Rückgabe des geleasten ID4 wg. möglicher Schadstffbelastung des Innenraums? e

5. Juli 2025 19:19 |
Preis: 30,00 € |

Kaufrecht


Beantwortet von


in unter 2 Stunden
https://www.zdf.de/frontal-108

Aufmerksam wurde ich durch o.g. FRONTAL-Beitrag v. 1.7.25. Da geht es im ersten Bericht zwar um Campingbusse, aber am Schluss wird ein ID3/4 gezeigt.
Angesichts der im obigen Beispiel geschilderten DREISTEN VERTUSCHUNGSVERSUCHE hinsichtlich tatsächlich gemessenen Werte bei krebsverdächtiger Substanz, die die Grenzwerte teils um das 35-fache (in Worten: fünfunddreißig!) überstiegen, bewirkte das bei mir, dass man VW generell nicht mehr trauen kann, zumal in diesem Fall die Personen, die betriebsintern auf derartige Probleme angesetzt waren und infolgedessen auf die betr. Risiken tatsächlich aufmerksam gemacht hatten, eine Kündigung bekamen!!!

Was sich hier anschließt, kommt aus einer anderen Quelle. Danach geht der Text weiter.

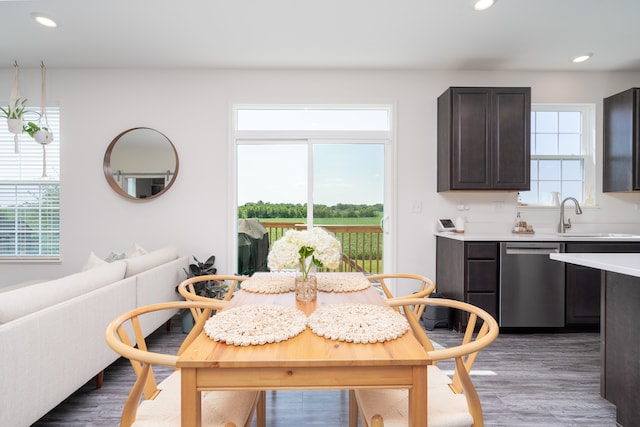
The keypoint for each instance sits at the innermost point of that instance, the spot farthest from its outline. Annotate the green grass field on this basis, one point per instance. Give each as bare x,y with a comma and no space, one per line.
329,221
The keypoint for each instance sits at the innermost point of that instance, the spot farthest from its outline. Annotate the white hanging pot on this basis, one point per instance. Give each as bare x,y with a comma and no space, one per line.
43,136
15,126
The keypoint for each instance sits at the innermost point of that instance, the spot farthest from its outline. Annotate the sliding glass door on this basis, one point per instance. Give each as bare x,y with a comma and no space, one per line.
295,178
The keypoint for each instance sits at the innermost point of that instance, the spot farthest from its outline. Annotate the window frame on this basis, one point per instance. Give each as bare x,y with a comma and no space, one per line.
23,186
587,154
312,137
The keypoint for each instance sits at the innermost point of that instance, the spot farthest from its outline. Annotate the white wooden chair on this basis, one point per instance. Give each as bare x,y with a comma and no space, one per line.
451,402
160,404
426,287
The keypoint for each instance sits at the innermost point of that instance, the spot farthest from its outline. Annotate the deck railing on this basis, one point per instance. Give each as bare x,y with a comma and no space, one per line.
361,244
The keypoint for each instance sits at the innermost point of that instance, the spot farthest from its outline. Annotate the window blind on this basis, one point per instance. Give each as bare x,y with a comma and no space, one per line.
29,201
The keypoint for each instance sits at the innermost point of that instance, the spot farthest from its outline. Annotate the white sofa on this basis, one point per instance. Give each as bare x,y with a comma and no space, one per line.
52,333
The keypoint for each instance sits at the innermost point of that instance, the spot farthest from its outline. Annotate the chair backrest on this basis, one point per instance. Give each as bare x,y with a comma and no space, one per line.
425,287
125,336
465,353
188,289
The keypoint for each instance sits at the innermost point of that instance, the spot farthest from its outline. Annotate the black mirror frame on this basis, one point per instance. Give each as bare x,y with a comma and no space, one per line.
108,173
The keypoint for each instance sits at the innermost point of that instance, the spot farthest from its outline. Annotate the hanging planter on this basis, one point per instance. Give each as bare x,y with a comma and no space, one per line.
15,110
41,132
14,125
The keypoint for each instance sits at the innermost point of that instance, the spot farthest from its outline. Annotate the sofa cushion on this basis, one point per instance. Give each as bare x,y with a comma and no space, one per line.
22,301
149,260
93,261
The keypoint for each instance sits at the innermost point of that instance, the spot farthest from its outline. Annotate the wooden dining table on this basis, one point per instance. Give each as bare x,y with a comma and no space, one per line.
304,362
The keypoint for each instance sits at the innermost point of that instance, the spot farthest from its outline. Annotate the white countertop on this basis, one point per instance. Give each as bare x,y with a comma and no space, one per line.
539,237
622,263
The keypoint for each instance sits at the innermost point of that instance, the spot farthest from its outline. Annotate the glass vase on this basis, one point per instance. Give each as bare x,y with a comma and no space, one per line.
306,289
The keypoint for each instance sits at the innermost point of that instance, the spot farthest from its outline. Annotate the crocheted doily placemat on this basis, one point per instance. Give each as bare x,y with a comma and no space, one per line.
333,282
255,324
358,323
269,284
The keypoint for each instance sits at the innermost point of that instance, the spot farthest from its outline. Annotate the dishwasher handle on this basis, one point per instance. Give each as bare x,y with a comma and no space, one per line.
531,251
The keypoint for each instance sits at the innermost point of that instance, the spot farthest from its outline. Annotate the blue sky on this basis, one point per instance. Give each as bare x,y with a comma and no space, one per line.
343,173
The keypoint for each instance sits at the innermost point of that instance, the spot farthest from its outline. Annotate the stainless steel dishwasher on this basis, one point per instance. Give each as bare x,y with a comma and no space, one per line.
531,285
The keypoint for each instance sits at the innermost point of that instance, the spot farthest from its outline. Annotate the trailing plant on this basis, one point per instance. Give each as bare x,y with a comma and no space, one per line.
207,288
15,111
31,128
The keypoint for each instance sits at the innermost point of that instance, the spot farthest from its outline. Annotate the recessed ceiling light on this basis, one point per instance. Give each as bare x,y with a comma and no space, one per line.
43,19
483,4
582,58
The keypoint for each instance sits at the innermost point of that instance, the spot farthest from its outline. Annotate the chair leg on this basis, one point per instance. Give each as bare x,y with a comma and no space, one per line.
99,379
353,409
261,410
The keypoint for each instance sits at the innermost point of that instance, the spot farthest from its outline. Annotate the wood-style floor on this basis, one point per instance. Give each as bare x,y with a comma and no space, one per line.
524,380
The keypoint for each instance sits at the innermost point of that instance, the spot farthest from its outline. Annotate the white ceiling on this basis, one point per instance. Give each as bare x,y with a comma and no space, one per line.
347,34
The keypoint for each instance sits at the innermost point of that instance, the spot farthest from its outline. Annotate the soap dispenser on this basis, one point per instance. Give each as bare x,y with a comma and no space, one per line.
516,223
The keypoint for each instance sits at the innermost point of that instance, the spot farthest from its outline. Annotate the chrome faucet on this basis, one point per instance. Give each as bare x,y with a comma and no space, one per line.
564,225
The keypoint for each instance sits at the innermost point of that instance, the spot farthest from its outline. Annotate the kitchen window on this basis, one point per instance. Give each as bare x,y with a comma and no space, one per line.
562,154
29,201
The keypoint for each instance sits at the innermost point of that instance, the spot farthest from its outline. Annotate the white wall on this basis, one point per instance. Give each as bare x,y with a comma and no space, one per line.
192,107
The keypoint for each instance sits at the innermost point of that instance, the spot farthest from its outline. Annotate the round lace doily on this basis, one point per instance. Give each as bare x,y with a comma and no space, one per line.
358,323
269,284
333,282
255,324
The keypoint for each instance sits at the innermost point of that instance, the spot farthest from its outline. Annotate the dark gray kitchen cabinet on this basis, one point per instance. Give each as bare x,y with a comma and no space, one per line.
583,283
468,271
621,137
484,138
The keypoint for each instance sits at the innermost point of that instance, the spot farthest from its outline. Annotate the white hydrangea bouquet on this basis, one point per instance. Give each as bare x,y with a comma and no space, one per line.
295,247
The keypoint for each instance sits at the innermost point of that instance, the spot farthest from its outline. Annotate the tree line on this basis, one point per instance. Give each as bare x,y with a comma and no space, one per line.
291,210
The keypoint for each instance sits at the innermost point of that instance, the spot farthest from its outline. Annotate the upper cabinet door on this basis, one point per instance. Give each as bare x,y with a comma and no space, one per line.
621,136
484,139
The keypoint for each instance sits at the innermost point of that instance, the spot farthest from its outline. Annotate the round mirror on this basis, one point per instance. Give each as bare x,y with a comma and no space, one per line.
141,163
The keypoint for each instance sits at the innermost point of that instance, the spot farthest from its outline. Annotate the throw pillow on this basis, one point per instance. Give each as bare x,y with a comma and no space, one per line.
137,250
92,262
114,256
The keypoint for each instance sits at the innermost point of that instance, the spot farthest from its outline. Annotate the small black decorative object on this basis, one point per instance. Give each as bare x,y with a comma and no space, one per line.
207,288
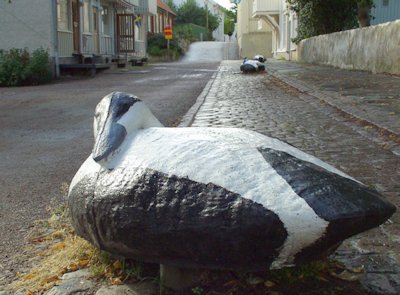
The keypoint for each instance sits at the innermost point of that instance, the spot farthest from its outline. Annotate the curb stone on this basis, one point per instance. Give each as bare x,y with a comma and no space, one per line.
312,91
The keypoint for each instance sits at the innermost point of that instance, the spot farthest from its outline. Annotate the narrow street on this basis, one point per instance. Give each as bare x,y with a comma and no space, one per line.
265,104
46,133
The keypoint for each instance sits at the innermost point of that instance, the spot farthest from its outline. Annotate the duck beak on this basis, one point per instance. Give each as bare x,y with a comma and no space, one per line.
108,140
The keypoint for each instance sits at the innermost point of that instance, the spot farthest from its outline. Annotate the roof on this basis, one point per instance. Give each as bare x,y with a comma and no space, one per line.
164,6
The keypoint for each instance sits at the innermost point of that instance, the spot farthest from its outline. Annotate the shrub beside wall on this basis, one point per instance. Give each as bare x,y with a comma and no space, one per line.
19,67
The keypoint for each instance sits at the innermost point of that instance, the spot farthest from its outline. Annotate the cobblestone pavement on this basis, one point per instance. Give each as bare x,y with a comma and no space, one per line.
372,98
265,104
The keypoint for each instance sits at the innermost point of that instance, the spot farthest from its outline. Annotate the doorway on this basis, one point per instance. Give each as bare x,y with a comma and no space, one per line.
76,31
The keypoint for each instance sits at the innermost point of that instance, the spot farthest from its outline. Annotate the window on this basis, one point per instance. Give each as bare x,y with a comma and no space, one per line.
64,15
86,16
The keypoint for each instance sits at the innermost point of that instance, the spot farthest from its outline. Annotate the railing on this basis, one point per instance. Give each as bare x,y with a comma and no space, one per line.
65,43
266,7
87,44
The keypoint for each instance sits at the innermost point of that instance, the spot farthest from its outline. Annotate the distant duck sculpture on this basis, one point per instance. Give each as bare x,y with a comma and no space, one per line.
260,58
221,198
253,65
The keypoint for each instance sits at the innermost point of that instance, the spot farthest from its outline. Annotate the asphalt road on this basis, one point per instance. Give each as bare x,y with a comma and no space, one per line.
46,133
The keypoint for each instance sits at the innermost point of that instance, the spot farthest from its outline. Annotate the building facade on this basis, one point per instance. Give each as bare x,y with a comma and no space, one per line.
254,35
77,31
385,11
165,17
216,10
283,22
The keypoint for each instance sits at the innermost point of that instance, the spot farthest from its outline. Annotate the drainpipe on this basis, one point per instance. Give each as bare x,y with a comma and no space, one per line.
55,38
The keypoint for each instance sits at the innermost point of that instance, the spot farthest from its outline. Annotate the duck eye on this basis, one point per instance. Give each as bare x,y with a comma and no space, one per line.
122,110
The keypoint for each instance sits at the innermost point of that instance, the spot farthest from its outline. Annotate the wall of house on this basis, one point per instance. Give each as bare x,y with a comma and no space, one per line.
385,11
26,24
254,35
374,49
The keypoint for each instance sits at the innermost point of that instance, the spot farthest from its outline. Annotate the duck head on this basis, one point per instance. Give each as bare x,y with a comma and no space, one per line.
117,115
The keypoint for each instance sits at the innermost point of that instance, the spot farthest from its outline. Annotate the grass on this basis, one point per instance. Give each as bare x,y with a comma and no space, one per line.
57,250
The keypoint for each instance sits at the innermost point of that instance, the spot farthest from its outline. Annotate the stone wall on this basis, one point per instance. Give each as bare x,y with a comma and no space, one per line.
255,43
375,49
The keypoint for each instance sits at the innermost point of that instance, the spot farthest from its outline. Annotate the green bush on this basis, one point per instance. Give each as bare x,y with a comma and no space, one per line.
18,67
155,51
157,45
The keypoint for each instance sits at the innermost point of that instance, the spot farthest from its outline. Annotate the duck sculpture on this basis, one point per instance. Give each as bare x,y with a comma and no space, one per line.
252,65
223,198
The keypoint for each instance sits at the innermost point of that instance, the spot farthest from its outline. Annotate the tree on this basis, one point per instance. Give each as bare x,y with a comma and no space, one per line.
316,17
190,13
171,5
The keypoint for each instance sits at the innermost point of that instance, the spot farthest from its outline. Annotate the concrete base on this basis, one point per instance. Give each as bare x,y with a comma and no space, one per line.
178,278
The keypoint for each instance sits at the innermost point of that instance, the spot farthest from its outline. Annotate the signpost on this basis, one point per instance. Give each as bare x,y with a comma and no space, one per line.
168,32
168,36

Meine konkrete Frage: kann man VW nachträglich zwingen, eine Zusicherung bzgl. Schadstoffmangelfreiheit abzugeben 'zugesicherte Eigenschaft gemäß 434 BGB? Bzw vom Leasingvertrag zurücktreten, wenn da nichts kommt?
Vielen Dank für Ihre Antwort, die in meinem Fall nicht innerhalb von Stunden kommen muss, sondern lieber nach ausgiebiger Prüfung zb nach 10 Tagen kommen kann.
R.D.H.

PS.
Ich zahle erstmal gerinste Gebühr, denn Ihre Antwort dürfte zigtausende potentiell Geschädigte interessieren, sodass Sie sich vor Mandaten nicht mehr werden retten können...
5. Juli 2025 | 19:49

Antwort

von


(96)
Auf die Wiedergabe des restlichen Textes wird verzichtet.